Part of the tragedy is that scouts in Czechoslovakia ended up being really quite brutally suppressed during the German occupation and by the subsequent communist regime…
“Yes, because even the scout movement is a kind of ideology, or it developed into an ideology. In the Czech Republic the scout movement is called ‘Junák’ and on their website today they say that their main beliefs are fair play, cooperation with others, preserving the environment, a relationship to nature, and so on. These ideals are very democratic and clash with any totalitarian regime. So, of course, this movement was stopped by the Nazis and it happened again under communism.”
A large part of Thompson Seton’s 1936 talk is devoted to his own inspiration, drawn from the Native Americans, the people he describes as “the great Red Men of America”. To Czech audiences at the time this would have seemed both exotic and inspiring, as they stood in the shadow of war.
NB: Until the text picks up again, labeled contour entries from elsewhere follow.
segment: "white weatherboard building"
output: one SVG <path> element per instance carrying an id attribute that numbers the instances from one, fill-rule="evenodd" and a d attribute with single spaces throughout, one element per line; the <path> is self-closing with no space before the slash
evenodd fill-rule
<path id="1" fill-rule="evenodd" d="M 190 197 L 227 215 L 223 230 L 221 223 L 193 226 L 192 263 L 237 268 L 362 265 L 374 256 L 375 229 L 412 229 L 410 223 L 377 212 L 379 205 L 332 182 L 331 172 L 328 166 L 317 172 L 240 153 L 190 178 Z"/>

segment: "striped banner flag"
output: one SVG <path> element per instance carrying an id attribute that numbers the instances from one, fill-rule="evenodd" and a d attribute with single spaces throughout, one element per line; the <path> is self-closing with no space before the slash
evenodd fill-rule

Fifty-odd years ago I went West to live on the plains of America in contact with the North American Indians. I was attracted by the glamor that Fenimore Cooper and other romanticists had shared about the red man. And yet I was warned and distrustful, because of countless alleged histories of Indians’ cruelty, Indian massacres, Indian cold-blooded atrocities. I had to live with them many years and accumulate a library of thousands of records, talk with hundreds of old-timers, who knew the truth, before I learned that all these stories of wickedness and cruelty were pure fabrications, wicked slanders, invented by the white men to justify the invaders in seizing the Indian lands and dispossessing him of all his property, his gain, his horses, his liberty, as well as his home and children.
I came at last to the same conclusion as General Miles, Buffalo Bill and a score of outspoken leaders, who assured me that the Indian was the most heroic and noble type the world has ever seen. He was without degrading vice until the white man introduced whisky, horrible diseases and the love of money, and would easily have resisted the white invader, had he been equipped with the white men’s destructive weapons and boundless resources.
The highest development of the red man’s culture was seen in Peru. We know now that under the Incas, those red men faced and solved all the great economic and social problems that are tormenting us today. We that are troubled over these great issues believe that we can most quietly and quickly get light and practical guidance by studying these methods and results of the great red men of the past. It is with this as my compelling thought and motive that I am going about from land to land proclaiming the methods and delivering the gospel message of the great red men of America.
I hope that in a future programme, we’ll be able look in some more detail at the continuing influence of Ernest Thompson Seton in this country.